After completing five history courses prior to 12th grade, students are ready to engage each other and the world in an unconventional way through their World Cultures course. Acting in the role of “Assistant Secretaries of State," students adopt the role of a Department of State official representing one of six of the major regional assistant secretaries. Students rotate roles every six weeks or half-trimester so that they encounter cultural problems and issues from each of the State Department regions throughout the course of the year.
In their role as “Assistant Secretary,” students track current cultural issues from around the globe, research pressing cultural trends within their assigned region that relate to issues such as urbanization, religious devotion, patriarchy, and migration, among a host of other concerns, and acquire specialized knowledge in the study of one of these controversies for which they will develop a major presentation every six weeks. Students consult news and academic journals and government agency and non-governmental organization reports to facilitate their analysis.
Students use The Economist magazine as a weekly source to follow global current events and also access print and online sources in their quest to investigate, ruminate, communicate, and create. As part of a team with representatives drawn from each of the sections of World Cultures, students will interact in person and online and will formulate strategies for confronting everyday events and crises.

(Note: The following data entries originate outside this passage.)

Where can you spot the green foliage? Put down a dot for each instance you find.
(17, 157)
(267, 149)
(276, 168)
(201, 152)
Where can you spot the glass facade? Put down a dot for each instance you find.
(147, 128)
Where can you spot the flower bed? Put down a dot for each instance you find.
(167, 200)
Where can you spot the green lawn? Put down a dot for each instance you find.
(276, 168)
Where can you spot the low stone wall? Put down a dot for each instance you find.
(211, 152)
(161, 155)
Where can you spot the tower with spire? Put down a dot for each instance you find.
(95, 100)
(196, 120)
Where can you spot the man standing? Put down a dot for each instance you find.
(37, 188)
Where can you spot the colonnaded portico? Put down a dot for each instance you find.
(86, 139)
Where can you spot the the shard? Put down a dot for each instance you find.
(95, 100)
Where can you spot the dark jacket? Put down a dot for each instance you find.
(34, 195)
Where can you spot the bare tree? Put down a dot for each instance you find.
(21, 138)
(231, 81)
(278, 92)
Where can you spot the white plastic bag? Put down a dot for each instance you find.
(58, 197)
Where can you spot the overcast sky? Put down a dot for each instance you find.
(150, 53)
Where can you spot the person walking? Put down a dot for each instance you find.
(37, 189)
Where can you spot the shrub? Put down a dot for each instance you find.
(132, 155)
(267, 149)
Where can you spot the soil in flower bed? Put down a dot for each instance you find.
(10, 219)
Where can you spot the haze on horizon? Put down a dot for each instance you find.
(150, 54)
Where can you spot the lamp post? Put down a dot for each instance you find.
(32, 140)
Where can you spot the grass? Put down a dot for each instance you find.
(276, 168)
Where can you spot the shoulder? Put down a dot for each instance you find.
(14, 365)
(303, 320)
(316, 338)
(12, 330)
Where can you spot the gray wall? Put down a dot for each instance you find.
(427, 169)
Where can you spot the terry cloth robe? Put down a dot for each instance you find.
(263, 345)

Every day, students will be ready to provide briefings for their fellow regional undersecretaries. As part of a team, each student contributes to regional blog essays that will analyze various cultural controversies and develop annotated bibliographies that will inform the public about sources crucial to understanding evolving controversies. At the end of the course, students will have a broader and deeper understanding of the world and its cultures, and be ready to take well-honed academic skills to college and beyond.